Adalet Bakanlığı’nın hapishane bilançosu
Adalet Bakanlığı’nın verilerine göre 1 Ekim 2021 tarihi itibariyle Türkiye’de hapishane sayısı şöyle:
*259 kapalı hapishane
*83 müstakil açık hapishane
*4 çocuk eğitimevi (Okul çağındaki mahpus çocukların “eğitim” gördüğü hapishane.)
*10 kadın kapalı hapishanesi
*6 kadın açık hapishanesi
*7 çocuk kapalı hapishanesi
*Toplam 369 hapishane.
Adalet Bakanlığı 2021 bütçe cetvelinde 39 yeni hapishane inşa edeceğini açıklamıştı. Ama 68 zindan inşa ettirdi. Bakanlık 2022 yılı bütçesinde ise 18 hapishane yapmayı planlanıyor. Ama 2022 sonuna doğru yapılan hapishane sayısı 40-50’yi aşarsa şaşırmamak gerekiyor.
Adalet Bakanlığı’nın 2022 bütçesi 33 milyar 323 milyon 466 bin TL olarak teklif edildi. Bu bütçenin büyük bir payı yine hapishane yapımına ayrılacak. Hapishane yapımı başlı başına bir sorunken, hapishane inşaatlarının ihalesi usulsüzlükle yine yandaş müteahhitlere verilecek; yine “yasal” hırsızlık yapılacak. Eğer ömrü yeterse mafyatik rejim halka zindan, yandaş sermaye gruplarına kârlı ihaleler sunmaya devam edecek.

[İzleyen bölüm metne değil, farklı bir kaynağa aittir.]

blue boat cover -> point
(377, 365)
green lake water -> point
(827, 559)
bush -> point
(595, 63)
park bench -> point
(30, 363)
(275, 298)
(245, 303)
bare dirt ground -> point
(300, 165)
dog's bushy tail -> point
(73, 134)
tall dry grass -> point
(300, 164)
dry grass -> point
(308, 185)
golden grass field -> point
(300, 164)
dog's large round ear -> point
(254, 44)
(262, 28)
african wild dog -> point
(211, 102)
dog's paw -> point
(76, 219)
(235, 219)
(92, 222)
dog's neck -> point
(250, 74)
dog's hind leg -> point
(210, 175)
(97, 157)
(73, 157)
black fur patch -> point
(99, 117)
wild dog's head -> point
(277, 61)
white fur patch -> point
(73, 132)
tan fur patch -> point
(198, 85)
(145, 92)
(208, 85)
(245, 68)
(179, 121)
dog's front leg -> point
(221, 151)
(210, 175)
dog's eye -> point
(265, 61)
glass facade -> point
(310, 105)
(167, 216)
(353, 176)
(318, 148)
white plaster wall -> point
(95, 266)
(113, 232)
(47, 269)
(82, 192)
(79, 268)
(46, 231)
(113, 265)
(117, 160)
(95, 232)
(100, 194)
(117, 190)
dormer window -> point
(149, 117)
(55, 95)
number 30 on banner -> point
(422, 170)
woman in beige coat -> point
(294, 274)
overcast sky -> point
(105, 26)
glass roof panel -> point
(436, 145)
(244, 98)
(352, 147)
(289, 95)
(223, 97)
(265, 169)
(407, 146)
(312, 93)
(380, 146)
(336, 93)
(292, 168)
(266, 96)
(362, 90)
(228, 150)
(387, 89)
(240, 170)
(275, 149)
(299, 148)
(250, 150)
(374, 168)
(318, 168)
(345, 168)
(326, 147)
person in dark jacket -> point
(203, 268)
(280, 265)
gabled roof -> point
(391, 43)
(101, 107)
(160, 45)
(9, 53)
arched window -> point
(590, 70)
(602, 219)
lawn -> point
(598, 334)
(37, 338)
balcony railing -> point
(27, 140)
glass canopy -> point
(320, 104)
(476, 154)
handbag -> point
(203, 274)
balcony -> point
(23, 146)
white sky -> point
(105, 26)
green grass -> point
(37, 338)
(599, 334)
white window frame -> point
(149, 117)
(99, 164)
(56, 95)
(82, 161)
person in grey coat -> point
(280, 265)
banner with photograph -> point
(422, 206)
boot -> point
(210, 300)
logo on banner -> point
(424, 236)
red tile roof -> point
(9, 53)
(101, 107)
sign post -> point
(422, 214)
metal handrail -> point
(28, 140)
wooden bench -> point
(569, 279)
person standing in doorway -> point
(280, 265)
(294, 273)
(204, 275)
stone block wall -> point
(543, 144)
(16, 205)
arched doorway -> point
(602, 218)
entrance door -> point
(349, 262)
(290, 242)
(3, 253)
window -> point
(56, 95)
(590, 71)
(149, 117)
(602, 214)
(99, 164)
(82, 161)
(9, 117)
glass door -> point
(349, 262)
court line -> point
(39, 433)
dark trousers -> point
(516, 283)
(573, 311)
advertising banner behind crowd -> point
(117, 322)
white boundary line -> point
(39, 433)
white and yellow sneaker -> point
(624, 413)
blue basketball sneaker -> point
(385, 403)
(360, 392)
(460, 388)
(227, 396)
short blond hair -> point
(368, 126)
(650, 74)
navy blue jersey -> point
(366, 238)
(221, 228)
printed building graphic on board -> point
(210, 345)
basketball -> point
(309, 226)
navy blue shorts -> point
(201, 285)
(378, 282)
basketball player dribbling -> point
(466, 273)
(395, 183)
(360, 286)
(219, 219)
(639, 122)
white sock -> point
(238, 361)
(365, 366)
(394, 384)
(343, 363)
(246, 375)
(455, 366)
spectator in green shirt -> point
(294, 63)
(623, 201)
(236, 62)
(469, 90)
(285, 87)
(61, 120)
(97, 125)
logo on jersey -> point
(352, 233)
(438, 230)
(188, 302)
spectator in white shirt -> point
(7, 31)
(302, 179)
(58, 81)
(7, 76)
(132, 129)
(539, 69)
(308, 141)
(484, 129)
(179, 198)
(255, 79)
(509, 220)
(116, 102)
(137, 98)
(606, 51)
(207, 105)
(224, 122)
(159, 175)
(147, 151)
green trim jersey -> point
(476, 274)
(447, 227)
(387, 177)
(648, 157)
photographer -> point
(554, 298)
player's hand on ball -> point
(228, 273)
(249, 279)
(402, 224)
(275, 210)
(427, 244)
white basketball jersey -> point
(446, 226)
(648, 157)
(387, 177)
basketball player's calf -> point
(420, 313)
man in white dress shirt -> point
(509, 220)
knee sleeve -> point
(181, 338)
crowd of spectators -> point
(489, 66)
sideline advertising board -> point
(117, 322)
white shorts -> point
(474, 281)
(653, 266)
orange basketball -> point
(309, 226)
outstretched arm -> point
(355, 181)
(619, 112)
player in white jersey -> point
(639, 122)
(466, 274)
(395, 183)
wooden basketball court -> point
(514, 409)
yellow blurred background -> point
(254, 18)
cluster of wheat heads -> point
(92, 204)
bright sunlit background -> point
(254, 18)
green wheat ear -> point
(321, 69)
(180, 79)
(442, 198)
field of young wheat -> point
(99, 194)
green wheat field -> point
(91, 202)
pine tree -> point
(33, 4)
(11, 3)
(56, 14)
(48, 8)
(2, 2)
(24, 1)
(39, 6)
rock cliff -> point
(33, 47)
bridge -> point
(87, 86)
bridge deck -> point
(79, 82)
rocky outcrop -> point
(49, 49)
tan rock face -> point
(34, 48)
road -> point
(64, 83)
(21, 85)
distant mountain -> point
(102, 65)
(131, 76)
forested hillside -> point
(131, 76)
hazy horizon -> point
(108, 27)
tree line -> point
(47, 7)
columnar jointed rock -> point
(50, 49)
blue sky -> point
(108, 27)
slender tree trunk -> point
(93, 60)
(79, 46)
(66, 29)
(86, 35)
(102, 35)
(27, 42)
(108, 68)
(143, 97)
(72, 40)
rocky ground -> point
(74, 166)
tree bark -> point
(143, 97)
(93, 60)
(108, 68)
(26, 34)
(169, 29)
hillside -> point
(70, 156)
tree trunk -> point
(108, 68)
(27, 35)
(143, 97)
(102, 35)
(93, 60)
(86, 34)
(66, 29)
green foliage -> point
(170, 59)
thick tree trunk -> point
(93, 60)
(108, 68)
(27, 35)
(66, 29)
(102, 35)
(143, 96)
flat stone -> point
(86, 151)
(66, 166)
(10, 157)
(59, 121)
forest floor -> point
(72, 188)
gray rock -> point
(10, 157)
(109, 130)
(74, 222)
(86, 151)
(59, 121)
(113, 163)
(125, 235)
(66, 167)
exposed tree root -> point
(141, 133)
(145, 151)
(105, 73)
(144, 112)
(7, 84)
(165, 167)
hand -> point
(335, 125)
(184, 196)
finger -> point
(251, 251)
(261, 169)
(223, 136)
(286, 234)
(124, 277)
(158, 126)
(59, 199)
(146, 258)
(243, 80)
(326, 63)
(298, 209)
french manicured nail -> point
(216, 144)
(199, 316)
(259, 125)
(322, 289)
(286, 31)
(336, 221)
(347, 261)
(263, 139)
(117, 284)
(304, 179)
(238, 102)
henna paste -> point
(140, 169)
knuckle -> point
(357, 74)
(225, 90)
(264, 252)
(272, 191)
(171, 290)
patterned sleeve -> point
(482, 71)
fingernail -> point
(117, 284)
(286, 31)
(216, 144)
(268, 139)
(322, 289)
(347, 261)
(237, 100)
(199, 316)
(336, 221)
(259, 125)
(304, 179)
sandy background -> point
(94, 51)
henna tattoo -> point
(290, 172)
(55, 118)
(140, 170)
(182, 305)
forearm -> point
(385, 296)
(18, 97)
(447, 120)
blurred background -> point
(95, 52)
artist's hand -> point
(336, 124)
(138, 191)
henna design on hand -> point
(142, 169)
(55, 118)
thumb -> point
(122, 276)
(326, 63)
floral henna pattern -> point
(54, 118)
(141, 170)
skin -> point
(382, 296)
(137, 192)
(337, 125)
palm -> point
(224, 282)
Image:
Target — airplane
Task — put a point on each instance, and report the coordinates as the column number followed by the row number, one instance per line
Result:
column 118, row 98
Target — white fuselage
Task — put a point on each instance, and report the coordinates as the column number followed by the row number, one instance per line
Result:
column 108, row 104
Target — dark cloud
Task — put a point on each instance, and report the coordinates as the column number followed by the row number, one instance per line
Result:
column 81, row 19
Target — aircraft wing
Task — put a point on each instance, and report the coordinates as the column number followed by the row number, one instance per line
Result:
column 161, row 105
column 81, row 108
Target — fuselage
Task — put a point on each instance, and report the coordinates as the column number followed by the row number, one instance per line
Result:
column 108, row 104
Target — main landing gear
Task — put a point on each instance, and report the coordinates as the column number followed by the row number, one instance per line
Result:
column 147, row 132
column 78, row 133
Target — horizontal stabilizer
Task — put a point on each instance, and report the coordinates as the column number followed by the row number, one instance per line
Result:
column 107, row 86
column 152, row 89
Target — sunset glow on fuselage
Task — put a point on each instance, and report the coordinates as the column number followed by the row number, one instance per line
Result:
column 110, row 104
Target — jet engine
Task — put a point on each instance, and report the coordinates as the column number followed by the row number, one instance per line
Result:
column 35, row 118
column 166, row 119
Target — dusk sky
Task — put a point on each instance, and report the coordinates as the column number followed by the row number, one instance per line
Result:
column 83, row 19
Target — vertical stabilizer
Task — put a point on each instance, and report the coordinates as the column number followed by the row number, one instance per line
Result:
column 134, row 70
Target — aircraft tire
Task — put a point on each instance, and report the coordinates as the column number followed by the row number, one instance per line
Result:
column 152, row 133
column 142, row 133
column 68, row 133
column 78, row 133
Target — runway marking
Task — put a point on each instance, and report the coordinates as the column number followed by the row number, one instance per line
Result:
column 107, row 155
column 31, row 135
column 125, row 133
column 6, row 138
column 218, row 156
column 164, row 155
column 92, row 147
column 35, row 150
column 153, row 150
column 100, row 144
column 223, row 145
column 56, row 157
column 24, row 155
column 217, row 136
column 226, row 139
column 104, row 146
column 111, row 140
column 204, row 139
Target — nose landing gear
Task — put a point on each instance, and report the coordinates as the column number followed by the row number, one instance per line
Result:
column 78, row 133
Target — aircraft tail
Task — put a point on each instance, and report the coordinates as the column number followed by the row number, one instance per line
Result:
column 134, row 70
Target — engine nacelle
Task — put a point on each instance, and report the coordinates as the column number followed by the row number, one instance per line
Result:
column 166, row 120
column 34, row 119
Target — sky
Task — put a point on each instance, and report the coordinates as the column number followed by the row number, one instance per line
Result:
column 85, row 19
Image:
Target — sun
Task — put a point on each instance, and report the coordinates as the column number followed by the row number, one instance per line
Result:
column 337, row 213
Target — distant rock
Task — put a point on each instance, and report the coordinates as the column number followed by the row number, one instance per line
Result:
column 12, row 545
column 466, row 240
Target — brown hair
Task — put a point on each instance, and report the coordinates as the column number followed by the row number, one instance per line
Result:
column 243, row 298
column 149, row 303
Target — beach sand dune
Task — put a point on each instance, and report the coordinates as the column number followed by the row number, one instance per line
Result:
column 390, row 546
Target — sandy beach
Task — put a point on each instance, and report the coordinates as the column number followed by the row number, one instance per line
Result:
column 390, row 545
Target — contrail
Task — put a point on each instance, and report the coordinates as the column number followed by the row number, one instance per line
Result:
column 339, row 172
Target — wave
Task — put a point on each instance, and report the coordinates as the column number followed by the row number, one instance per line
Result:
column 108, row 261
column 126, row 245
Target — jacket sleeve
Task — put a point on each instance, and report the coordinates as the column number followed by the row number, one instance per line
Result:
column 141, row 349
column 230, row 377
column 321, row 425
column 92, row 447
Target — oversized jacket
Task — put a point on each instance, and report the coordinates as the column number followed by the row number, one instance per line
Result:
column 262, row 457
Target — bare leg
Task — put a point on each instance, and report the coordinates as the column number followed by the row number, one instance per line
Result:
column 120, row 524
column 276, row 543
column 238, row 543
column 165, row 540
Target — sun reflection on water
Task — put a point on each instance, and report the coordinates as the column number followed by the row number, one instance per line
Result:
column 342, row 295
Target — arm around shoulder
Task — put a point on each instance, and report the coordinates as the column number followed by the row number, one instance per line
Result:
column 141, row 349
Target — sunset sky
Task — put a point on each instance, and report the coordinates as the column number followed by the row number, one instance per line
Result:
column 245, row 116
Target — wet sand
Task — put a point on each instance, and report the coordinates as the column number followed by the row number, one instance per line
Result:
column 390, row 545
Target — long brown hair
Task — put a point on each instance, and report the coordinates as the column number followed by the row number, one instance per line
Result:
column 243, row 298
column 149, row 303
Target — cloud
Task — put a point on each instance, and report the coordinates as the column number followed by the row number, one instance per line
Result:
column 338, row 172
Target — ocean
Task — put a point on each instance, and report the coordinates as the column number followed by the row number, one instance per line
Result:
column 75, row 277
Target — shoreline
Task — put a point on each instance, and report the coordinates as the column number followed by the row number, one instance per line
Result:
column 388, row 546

Denetimli serbestlikle yarı açık hapishaneye dönüşen ülke
Bu kadar çok zindan inşa etmelerine rağmen, tutuklananların sayısındaki büyük artıştan dolayı kapasite yine yetmiyor. Tam da bu durumda denetimli serbestlik ve adli kontrol şartıyla “serbest” bırakma devreye giriyor.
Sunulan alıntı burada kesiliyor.